She kept sweets and sodas out of the house and monitored David’s diet closely, no hamburgers from McDonald’s and no chasing after the ice cream truck. That meant sacrifices for the whole family, especially their other son, just 17 months older than David.

Since that summer of 1991, Carla Gomes has watched as David grew from a underweight baby with a difficult illness into a strong, healthy young man. Today, 6-foot-2, 200-pound David Gomes is a 20-year-old student at the Massachusetts College of Pharmacy and Health Sciences. He hopes to become a endocrinologist and to help other sick children.

His struggle with diabetes has altered the path of David Gomes’s life, and it’s changed his mother’s as well. The owner of North End restaurants Antico Forno and Terramia is a crusader for diabetes research who founded and helps host the neighborhood’s sixth annual fund-raisers for the Joslin Diabetes Center, where her son has received treatment for 18 years.

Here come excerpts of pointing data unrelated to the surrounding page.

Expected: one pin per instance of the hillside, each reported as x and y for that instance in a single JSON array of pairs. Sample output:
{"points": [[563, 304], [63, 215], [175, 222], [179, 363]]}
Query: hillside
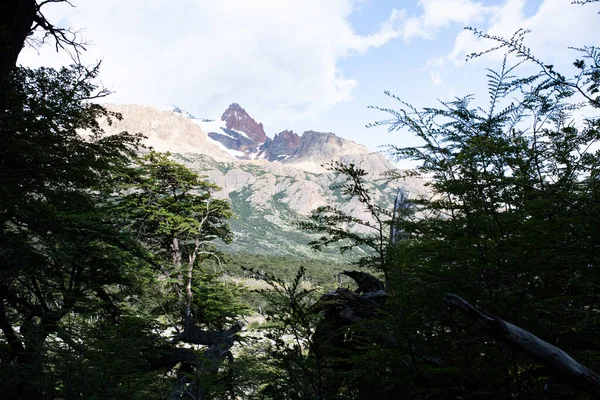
{"points": [[271, 183]]}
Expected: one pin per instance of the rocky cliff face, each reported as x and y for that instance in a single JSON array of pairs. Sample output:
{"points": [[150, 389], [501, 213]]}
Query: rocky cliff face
{"points": [[271, 193], [236, 118], [282, 147]]}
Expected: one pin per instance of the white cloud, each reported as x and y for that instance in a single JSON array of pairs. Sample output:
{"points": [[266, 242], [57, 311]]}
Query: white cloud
{"points": [[554, 26], [275, 56], [278, 58]]}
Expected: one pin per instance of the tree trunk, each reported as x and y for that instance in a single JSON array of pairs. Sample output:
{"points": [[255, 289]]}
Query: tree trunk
{"points": [[559, 362]]}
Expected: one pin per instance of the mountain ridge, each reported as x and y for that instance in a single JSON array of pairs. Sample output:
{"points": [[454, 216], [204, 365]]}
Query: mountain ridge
{"points": [[268, 195]]}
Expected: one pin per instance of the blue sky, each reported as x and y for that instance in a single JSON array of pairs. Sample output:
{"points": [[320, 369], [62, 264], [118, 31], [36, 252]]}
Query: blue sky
{"points": [[308, 64]]}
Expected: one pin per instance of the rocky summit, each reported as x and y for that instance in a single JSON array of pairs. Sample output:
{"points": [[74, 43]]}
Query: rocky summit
{"points": [[271, 182]]}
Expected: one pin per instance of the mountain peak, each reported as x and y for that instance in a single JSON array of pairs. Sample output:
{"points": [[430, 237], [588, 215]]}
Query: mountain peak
{"points": [[237, 119]]}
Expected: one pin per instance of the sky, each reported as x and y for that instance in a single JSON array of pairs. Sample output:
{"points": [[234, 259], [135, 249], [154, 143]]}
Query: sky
{"points": [[309, 64]]}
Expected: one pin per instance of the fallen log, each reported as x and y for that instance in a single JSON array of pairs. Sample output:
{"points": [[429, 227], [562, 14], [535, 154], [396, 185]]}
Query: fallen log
{"points": [[558, 361]]}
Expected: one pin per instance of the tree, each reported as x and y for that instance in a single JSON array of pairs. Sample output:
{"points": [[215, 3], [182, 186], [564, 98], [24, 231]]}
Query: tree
{"points": [[511, 227], [59, 253], [172, 211]]}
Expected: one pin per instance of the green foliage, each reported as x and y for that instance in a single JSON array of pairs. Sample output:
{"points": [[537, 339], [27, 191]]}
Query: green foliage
{"points": [[287, 365], [60, 254], [165, 200], [339, 227], [511, 227]]}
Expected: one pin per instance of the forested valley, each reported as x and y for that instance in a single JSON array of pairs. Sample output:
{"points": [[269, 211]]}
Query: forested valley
{"points": [[116, 283]]}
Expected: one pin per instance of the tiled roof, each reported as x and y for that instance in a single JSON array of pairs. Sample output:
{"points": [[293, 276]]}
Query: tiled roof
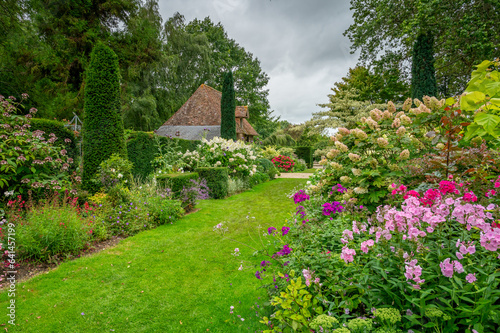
{"points": [[203, 109]]}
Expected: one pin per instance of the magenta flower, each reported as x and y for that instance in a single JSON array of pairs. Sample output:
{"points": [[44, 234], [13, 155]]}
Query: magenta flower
{"points": [[471, 278], [446, 268]]}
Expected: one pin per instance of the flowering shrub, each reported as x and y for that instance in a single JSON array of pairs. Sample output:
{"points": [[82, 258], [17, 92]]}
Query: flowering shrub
{"points": [[283, 163], [29, 160], [115, 171], [55, 229], [238, 156], [432, 256]]}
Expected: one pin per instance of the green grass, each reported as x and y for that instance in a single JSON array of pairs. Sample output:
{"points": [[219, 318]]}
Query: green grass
{"points": [[159, 278], [307, 171]]}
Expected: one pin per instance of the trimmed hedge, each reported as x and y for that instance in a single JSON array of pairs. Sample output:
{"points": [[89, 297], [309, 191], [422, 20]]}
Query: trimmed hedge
{"points": [[217, 181], [266, 166], [102, 123], [142, 148], [61, 132], [305, 153], [176, 181]]}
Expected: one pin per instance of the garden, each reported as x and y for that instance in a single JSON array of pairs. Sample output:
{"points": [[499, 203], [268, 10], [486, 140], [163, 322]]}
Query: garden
{"points": [[111, 229]]}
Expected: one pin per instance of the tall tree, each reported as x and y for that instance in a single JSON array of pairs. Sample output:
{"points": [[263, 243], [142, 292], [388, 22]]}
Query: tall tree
{"points": [[465, 32], [423, 79], [228, 107], [102, 122]]}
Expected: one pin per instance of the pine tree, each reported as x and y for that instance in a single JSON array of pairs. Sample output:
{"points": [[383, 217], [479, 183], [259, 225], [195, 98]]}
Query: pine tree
{"points": [[423, 77], [228, 107], [102, 124]]}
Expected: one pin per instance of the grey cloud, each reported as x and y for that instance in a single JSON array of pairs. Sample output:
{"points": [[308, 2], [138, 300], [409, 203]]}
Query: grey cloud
{"points": [[299, 44]]}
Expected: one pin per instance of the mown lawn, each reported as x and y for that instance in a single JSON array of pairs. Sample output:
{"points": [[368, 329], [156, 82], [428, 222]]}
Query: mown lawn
{"points": [[176, 278]]}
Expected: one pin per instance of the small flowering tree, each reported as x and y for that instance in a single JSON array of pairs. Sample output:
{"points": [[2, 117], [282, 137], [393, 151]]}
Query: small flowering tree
{"points": [[29, 160]]}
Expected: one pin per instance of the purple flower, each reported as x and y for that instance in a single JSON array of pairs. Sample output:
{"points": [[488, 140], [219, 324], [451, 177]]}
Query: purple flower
{"points": [[334, 207], [300, 196], [471, 278], [285, 230]]}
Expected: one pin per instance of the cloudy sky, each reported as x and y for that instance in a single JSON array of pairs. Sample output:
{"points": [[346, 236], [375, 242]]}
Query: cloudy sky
{"points": [[298, 42]]}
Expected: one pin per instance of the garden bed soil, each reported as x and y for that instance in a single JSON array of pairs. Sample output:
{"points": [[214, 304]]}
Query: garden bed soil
{"points": [[28, 270]]}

For next Sunday’s CityFeast: Dining Out to Conquer Diabetes, both of Gomes restaurants will join four others  Lucca, Taranta, Tresca and Caffe Grafitti  in offering a special five-course dinner with wine pairings for $150 per person, including tax and gratuity.

Proceeds from CityFeast benefit Joslin High Hopes Fund to support their efforts to improve the quality of life for people with diabetes and to search for a cure.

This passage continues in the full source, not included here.